RecipeApple Cobbler Oatmeal

Nutrition Facts
Amount per Serving
  • Calories: 245
  • Protein: 6 g
  • Total Fat: 8 g
    • Saturated Fat: 2 g
    • Unsaturated Fat: 6 g
  • Cholesterol: 7 mg
  • Total Carbohydrate: 39 g
  • Dietary Fiber: 7 g
  • Total Sugar: 9 g
    • Natural Sugar: 9 g
    • Added Sugar: 0 g
  • Sodium: 180 mg

Oatmeal seems like a pretty safe bet for breakfast, right? It’s a whole grain, after all. But keep in mind, it’s healthful only if you prepare it with the right ingredients. If you add whole milk and excessive sugar, you could easily wind up north of 400 calories.
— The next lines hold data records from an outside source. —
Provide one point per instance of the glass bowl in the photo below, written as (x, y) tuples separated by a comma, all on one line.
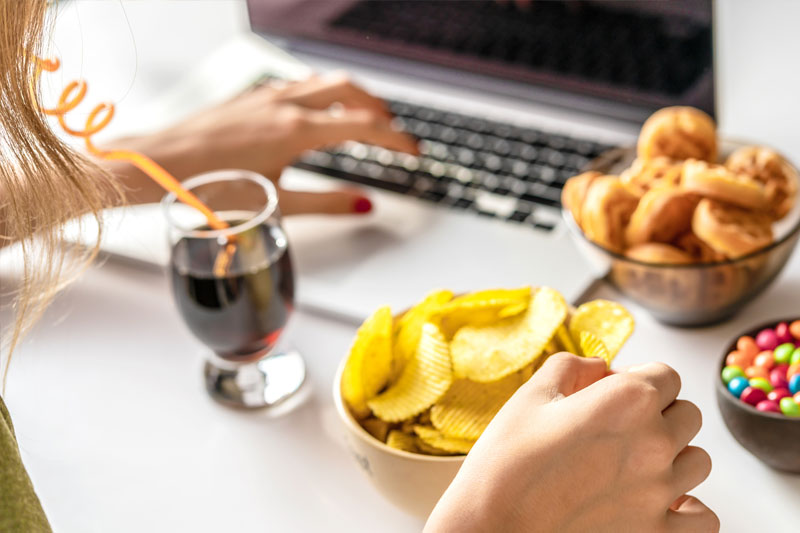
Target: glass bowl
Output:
[(690, 294)]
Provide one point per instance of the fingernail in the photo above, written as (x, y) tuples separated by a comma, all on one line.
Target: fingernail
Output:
[(362, 205)]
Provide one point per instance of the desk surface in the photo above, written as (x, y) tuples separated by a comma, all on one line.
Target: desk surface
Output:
[(118, 434)]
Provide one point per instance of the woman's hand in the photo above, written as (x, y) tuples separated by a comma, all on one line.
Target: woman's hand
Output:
[(578, 450), (264, 130)]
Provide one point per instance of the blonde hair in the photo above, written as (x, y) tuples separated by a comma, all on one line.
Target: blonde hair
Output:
[(43, 182)]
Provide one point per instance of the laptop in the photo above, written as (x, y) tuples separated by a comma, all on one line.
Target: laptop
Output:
[(508, 100)]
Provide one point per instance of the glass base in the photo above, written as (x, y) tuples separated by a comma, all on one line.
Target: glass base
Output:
[(265, 383)]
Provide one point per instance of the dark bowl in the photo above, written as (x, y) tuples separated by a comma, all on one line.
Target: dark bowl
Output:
[(771, 437)]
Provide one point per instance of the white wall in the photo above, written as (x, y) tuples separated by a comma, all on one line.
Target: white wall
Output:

I created a version that’s sweet and satisfying—almost like having dessert for breakfast. But not, because it’s really good for you. There’s no added sugar (not even a drop), and it delivers some fiber and antioxidants thanks to the cinnamon-y apples. Grab your spoon and dig in.

For more apple goodness, try my Apple Protein Pancakes.

  • Prep time
  • Total Time
This recipe makes 2 servings
  • • 2 teaspoons whipped butter
  • • 1 apple (like Gala, Fuji, or Honeycrisp), finely chopped, skin on
  • • ½ teaspoon cinnamon
  • • 1 cup old-fashioned rolled oats
  • • 1¾ cups unsweetened vanilla almond milk (or any preferred milk)
  • • 1 teaspoon vanilla extract

Add the butter to a skillet and place over medium heat. Once the butter has melted, add the chopped apple and cinnamon. Stir to combine and sauté until they are just cooked but still crisp, 2 to 3 minutes.

Meanwhile, combine the oats and almond milk in a medium saucepan. Bring the mixture to a boil then lower the heat to a simmer. Cook for 3 to 5 minutes or until the oatmeal reaches your desired consistency. Stir in the vanilla.

Split the oatmeal between 2 bowls and top each with half of the apple-cinnamon mixture.

*Nutrition based on unsweetened vanilla almond milk.